Several authors have noted the compulsive rather than bulimic nature of the eating disorder, as patients did not self-induce vomiting or assume other compensatory behaviors to control their weight. Food craving and hyperphagia were the most critical elements. Some patients went so far as to steal food from shops or from other patients’ plates, searched for food in dustbins, or even used both hands to shovel food in their mouth [14]. Patients with hyperphagia are also uninhibited toward specific tastes (e.g., sweet, salty, or sour) that may not be typical of their usual diet. Affected individuals usually do not recognize that they are particularly hungry but will still consume all available food without considering its condition, quality, or appearance or their personal preferences. Behavior toward food is often repetitive or compulsive.

To summarize, food craving and megaphagia are the most critical elements of KLS-associated eating disorders.

29.4.5 Mood Disorders

Flattened or depressed moods (with rare cases of suicide attempts) are reported in about half of patients and are more frequent in men than in women. They generally last a short time and often occur near the end of an episode. Some teenagers desperately fear that they will never get better, and some may wonder if they will die or say that they want to die if it does not stop [10].

Almost all patients experience irritability, especially if sleep, sexual behavior, or searching for food is prohibited. Anxiety can be accentuated during episodes. Some patients show fear or panic if left alone in unusual places, such as the hospital, or if they have to go outside or meet people [13].

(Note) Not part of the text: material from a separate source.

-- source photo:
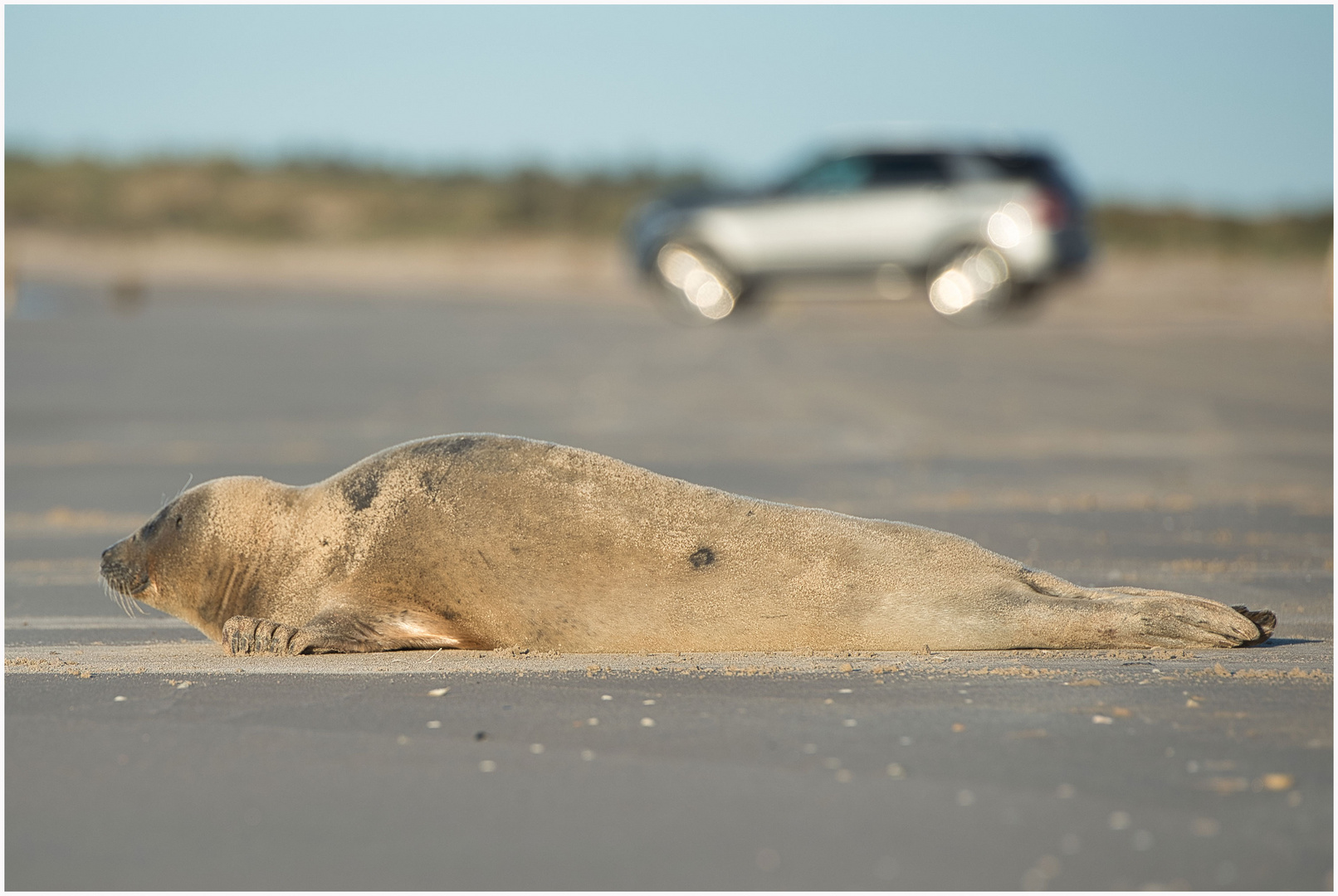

Some patients report long-term mood swings and difficulty adapting to the disorder. This suggests that some patients never fully return to normal between episodes.

29.4.6 Hypersexuality

About half of patients suffer from hypersexuality during episodes. This symptom affects boys more than girls and frequently manifests itself as substantially increased masturbation or propositions toward sexual partners or other people of both sexes. Inappropriate sexual behavior can also occur, including exposing or touching genitals or masturbating in the presence of parents and doctors, using extreme sexual language or touching other people inappropriately [4, 15].

29.4.7 Social Impact

The unpredictable and sudden nature of the episodes means that they have adverse professional and social effects. For example, they may occur at school or during university exams (as they may be triggered by sleep deprivation or stress). Abnormal behavior (e.g., hypersexuality) can cause embarrassment and may even be dangerous.

29.5 Clinical Examination and Testing

Typically, there are no neurological signs on physical examination. Tests aim to exclude EEG epilepsy, focal brain lesions (imaging), meningitis, and encephalitis (by CSF analysis). Most tests are conducted while an episode is in progress [7]. One-quarter of subjects have a normal EEG during the episodes, but 70% show a non-specific and widespread slowdown in EEG activity [7]. No abnormalities are found on CT and MRI [4]. Functional imaging studies show a decrease in temporal lobe, frontal lobe, and thalamic activity during episodes. Functional MRI reveals that memory loss is correlated with reduced activity in the intermediate and adjacent dorsomedial prefrontal cortex and simultaneously increased activity in the medial and anterior thalamus (suggesting increased compensatory effort in controlling memory storage) compared to results in healthy volunteers [16]. The acute onset of cognitive impairment, apathy and derealization, altered perception, uninhibited behavior, anxiety, visual hallucinations, and delusions suggests that the associative cortex is affected.

29.6 Therapy

The objective of treatment is to stop hypersomnia and prevent subsequent episodes. Psychostimulant drugs such as amphetamines, methylphenidate, or pemoline are used to control episodes of drowsiness. Lithium salts [17] or carbamazepine in combination with antidepressants has been used as preventive therapy. A recent meta-analysis by the Cochrane group concluded that there is no evidence to indicate that pharmacological treatment for KLS is effective and safe [18].